Storage Architectures

  • Data Warehouse: A large, centralized repository of data that is integrated from multiple disparate sources. It is subject-oriented, non-volatile, and time-variant, designed specifically for query and analysis rather than transaction processing.
  • Data Mart: A subset of the Data Warehouse that is usually oriented to a specific business line or team (e.g., Finance, Marketing). It provides a more focused and secure access layer for end-users.
  • Data Lake: A centralized repository that allows you to store all your structured and unstructured data at any scale. You can store your data as-is, without having to first structure the data.

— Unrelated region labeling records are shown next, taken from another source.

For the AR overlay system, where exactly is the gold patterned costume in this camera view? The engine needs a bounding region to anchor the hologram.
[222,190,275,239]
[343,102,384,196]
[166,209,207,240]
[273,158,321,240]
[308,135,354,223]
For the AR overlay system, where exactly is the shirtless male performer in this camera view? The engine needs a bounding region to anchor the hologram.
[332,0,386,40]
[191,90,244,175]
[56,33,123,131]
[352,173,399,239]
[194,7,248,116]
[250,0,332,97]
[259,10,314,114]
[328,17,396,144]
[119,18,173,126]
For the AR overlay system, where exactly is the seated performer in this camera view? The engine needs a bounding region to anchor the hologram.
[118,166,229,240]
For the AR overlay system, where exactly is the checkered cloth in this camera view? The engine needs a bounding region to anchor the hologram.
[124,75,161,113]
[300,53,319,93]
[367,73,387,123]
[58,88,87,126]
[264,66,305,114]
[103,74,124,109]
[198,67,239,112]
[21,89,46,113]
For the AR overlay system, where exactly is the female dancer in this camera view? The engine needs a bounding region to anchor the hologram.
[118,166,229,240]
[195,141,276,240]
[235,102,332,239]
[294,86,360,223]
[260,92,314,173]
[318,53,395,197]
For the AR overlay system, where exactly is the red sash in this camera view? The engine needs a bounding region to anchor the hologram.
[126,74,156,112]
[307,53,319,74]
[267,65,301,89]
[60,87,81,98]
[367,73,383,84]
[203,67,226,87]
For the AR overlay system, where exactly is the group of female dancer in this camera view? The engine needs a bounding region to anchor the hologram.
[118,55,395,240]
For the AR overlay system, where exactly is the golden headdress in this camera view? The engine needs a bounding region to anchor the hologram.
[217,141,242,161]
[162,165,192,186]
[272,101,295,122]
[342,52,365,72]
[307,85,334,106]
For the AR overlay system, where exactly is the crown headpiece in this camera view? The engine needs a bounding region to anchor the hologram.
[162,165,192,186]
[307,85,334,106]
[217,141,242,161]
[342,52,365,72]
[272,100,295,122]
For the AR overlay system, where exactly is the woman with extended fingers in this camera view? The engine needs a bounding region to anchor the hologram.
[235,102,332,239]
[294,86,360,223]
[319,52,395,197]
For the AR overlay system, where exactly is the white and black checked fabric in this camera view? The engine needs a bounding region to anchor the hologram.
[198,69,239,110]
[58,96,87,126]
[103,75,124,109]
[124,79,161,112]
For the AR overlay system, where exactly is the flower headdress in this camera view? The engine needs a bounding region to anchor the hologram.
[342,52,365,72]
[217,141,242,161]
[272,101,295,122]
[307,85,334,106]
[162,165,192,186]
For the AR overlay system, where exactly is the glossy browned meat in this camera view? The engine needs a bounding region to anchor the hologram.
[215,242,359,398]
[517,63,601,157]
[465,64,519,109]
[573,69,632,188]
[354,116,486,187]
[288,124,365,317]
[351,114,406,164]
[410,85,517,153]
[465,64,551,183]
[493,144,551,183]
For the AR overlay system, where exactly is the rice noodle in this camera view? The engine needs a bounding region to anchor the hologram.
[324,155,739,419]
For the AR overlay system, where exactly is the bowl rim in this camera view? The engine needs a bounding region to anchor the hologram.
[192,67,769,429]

Data Movement (Integration)

  • ETL (Extract, Transform, Load): A data integration process that combines data from multiple sources into a single, consistent data store that is loaded into a data warehouse or other target system.
  • ELT (Extract, Load, Transform): A variation of ETL where data is extracted and loaded into the target system before it is transformed. This utilizes the processing power of the target system (often a cloud data warehouse) to handle the transformation.